The Cape Honey Bee is a particular subspecies of the Western honey bee. Due to several specific reasons, this insect is considered the most distinctive subspecies of the honey bee on earth.
This species has evolved a unique reproductive adaptability. Most honey bee colonies will perish if the queen dies. Yet, if such an event occurs in a hive of the Cape Honey Bee, a number of workers will develop ovaries, and begin laying eggs for drones. Also, these bee drones will be sexually viable and will mate with new queens from other hives. One or more of the newly fertilized queens will then return to the hive.

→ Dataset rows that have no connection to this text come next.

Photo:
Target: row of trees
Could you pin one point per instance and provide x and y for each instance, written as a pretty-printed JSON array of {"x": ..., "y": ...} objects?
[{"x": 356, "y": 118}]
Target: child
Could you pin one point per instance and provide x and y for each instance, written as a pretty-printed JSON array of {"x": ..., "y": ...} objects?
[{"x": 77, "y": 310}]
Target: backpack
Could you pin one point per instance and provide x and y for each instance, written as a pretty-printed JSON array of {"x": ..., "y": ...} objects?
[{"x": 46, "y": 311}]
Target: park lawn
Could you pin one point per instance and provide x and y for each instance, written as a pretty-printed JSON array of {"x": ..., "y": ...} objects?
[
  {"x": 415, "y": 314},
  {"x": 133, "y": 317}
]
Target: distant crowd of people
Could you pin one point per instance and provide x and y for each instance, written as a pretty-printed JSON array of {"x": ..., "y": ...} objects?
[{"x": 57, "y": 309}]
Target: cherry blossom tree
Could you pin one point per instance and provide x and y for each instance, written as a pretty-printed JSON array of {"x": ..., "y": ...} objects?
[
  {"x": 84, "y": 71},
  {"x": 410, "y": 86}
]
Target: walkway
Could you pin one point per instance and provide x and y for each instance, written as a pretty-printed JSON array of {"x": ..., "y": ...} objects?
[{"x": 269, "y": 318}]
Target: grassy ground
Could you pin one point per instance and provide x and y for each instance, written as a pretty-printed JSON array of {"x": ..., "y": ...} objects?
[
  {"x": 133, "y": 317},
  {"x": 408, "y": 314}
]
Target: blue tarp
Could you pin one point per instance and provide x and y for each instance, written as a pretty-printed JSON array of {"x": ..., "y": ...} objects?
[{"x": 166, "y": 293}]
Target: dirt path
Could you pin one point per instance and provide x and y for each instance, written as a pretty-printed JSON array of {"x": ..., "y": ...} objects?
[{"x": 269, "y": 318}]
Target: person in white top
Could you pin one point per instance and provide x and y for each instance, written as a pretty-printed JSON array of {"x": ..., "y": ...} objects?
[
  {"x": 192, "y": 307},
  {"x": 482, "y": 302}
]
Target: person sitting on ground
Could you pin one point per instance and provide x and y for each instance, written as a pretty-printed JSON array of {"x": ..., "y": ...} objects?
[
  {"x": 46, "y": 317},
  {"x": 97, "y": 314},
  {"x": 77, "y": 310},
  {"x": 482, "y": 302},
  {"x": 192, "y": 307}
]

Cape Honey Bee Distribution and Habitat
The bee is actually native to a specific and highly contained ecoregion in the southwestern portion of South Africa. This location is part of what is popular as the Fynbos ecoregion.
This entire endemic range of the Cape Honey Bee is constrained to a single rather narrow strip of land reaching from Port Elizabeth in the east to the extreme southwestern corner of South Africa.

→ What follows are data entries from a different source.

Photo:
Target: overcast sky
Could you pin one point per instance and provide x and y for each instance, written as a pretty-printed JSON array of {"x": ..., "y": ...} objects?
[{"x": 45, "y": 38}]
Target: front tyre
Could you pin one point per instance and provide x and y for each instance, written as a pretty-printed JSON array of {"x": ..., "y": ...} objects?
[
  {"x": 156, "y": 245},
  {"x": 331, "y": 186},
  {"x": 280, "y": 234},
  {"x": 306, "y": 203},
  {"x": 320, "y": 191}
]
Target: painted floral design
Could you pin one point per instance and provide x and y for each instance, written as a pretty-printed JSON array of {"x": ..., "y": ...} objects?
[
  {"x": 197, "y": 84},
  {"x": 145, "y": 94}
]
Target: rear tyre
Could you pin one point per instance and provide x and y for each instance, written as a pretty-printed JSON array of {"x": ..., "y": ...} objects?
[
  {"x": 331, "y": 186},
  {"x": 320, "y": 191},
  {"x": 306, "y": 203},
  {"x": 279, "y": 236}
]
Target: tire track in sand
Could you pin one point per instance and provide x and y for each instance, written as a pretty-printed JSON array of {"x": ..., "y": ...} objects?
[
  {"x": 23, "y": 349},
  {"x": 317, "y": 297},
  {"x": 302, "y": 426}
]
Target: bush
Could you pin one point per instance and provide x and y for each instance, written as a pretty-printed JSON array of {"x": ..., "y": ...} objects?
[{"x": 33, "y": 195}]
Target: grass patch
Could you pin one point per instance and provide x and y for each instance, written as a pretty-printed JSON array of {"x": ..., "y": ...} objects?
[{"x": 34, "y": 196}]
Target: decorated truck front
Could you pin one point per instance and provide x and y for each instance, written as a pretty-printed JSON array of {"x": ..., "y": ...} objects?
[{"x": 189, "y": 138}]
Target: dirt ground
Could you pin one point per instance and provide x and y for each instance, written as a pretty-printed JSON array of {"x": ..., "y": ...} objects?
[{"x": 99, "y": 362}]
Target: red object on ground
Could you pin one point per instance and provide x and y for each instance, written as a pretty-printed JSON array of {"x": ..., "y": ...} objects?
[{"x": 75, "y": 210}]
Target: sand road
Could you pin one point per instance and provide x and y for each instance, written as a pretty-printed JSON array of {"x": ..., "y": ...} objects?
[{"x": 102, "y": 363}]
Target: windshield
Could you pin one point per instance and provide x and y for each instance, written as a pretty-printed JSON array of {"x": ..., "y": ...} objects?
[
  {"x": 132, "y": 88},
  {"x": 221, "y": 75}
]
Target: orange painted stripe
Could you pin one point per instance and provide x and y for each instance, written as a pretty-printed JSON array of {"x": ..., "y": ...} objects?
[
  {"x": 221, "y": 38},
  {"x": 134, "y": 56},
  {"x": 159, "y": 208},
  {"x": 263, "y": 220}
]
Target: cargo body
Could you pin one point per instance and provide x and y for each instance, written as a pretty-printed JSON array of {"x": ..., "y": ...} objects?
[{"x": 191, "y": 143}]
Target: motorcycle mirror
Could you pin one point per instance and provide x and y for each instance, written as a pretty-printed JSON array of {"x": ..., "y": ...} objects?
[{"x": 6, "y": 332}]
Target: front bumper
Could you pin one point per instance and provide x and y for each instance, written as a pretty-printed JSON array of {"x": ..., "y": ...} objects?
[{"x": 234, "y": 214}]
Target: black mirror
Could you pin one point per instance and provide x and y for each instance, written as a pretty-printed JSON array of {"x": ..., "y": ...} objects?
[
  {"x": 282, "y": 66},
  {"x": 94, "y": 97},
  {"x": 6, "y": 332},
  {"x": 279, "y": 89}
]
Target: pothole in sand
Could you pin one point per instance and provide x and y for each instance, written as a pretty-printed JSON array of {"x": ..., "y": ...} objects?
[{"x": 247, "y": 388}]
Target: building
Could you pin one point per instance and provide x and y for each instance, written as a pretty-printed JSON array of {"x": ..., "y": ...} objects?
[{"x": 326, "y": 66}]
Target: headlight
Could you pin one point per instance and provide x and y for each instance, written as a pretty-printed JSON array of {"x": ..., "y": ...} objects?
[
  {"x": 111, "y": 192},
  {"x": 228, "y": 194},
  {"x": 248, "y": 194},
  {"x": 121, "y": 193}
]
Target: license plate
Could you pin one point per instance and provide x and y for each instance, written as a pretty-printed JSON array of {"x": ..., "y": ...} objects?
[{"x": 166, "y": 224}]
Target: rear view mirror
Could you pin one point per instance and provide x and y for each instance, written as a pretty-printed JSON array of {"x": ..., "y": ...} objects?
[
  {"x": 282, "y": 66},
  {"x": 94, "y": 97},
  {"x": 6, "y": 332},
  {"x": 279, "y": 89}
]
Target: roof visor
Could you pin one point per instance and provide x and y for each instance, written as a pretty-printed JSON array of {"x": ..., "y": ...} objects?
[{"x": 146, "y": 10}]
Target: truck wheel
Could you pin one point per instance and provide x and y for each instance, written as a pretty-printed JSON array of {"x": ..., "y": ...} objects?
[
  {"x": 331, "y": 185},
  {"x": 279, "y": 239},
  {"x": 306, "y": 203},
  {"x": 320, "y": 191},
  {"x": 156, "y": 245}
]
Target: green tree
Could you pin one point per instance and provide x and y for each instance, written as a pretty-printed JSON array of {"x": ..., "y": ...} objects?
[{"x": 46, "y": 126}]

Within this range, the Cape Honey Bee is highly adaptable in its choice of habitat and can live in areas ranging from scrubland to tropical rainforest.
Cape Honey Bee Biology
In appearance, the Cape Honey Bee is virtually identical to the European honey bee. The only distinctive visual difference is in their coloring as the Cape Honey Bee is much darker than its European cousin.
As with other species of honey bee, this one possesses three distinct classes: the queens, the workers, and the drones. The workers are all sexually immature and unable to mate, except in the event of the loss of a queen. As previously mentioned, this is a unique evolutionary adaptation. The drones are the males of the hive.
Both genders possess stingers. However, the function of the stinger differs in the genders. The female may sting repeatedly whereas the male will lose his stinger with its first use.